Smaller-scale approaches might include creating a “local hero” program that would publicly recognize people who substantially reduced their personal energy usage, said fellow lab participant Robin Cape, who serves on the Asheville City Council. Another small idea with a potentially big local impact, noted Butcher, would be to offer consumers a product that might be called energy in a box. Affordably priced, the box would contain caulk and a caulking gun, compact-fluorescent lights, a power strip and household energy-conservation tips. The group calculated that using these items would save the average household $193 annually.

“We [spent] a lot of time focusing on the present and the preferred state and how to get there,” said Cape, explaining how her group had approached its work. “Right now, energy efficiency in homes is an incredibly big wedge on our production of energy, and we’re all starting to know that. What are we doing to make a dramatic impact in a relatively focused amount of time? What we’re looking at is sort of a combination program that can be supported by business and carried out by volunteers and incentivized through local publicity, like ‘Do you want to be a local hero?’ for climate protection.” The other key component, notes Cape, is to “give people the tools they need.”
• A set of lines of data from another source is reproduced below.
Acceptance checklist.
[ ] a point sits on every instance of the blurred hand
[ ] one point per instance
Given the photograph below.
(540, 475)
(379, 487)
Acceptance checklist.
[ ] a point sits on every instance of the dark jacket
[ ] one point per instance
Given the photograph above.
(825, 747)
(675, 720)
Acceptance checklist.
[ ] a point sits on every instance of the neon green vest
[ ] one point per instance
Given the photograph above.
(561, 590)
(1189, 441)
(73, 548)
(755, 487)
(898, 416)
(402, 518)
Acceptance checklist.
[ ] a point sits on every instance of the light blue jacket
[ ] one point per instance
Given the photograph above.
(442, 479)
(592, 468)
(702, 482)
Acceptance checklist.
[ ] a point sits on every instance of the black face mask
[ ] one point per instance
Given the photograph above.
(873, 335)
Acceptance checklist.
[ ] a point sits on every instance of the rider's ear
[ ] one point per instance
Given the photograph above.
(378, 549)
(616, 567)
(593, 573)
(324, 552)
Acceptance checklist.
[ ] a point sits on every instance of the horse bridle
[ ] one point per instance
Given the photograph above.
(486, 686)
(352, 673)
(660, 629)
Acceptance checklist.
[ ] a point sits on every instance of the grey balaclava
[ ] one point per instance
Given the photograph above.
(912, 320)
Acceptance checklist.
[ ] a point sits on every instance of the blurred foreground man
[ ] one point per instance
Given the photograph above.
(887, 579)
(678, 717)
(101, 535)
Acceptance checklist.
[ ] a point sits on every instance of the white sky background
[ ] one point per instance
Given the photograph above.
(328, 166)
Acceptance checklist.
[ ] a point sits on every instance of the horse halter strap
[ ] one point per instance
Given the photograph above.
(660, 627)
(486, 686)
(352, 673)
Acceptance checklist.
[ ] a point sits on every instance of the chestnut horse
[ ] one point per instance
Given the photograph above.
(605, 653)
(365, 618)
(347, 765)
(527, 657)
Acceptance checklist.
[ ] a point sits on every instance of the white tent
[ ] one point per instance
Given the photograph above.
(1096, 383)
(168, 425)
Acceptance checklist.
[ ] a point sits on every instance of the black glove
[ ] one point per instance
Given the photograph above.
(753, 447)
In the coming weeks, the Design Science Lab’s solutions will be fleshed out and formalized. But the real challenge, McConville told Xpress, is to avoid having the conclusions become just one more report that sits on a shelf.

“The real challenge in taking the Design Science Lab to the local level is that the people involved actually have to make sure they know how to do it themselves” and are willing to work to make their proposed solutions a reality, rather than relying on the city or some other group, he said.

One impediment to change is that people often have a hard time imagining the invisible, said McConville, whose group looked at local education. Accordingly, the group plans to develop and make available visualization tools, using various forms of art and electronic media.

What about those incandescent bulbs in your home, for instance? By using them, each household creates about 900 pounds of carbon dioxide per year, says McConville. “What does [that] look like?” he asks. And answering his own question, McConville continues: “That’s an abstraction, because that 900 pounds doesn’t really look like anything. If you replace a couple of light bulbs with compact fluorescents, [that’s what you’ll save].

“If you can visualize that and show people this is what the impact will be on your environment and then, by taking this 900 pounds of carbon dioxide out of your environment, it will stop the biosphere from deteriorating this much more, you can connect those dots and help people understand the full system more intuitively. My experience is that people are always much more likely to act if they understand themselves as part of the system.”

Getting people to act, he emphasizes, is the whole point. To that end, the proposed solutions will be made available in book form as soon as possible, and a special Web page will be available soon at www.bigpicturesmallworld.com through a special Asheville Design Science Lab link, said company founder Medard Gabel. The site will feature details on all the strategies that came out of the lab — including how individuals, groups, businesses and governments can contribute to achieving sustainability in the region.

And if any city can put these ideas into action, it’s Asheville, according to Elizabeth Thompson, executive director of the Buckminster Fuller Institute. Addressing lab participants and those who attended the public unveiling of the results, Thompson often had to compose herself, fighting back tears as she bid the lab and the city adieu.

“What we’ve shared here is the incredible work that an incredibly inspired collection of individuals have committed to do on behalf of their homes, their families, their communities,” she said. “I want to thank you all for welcoming us to Asheville: You are an incredible place.”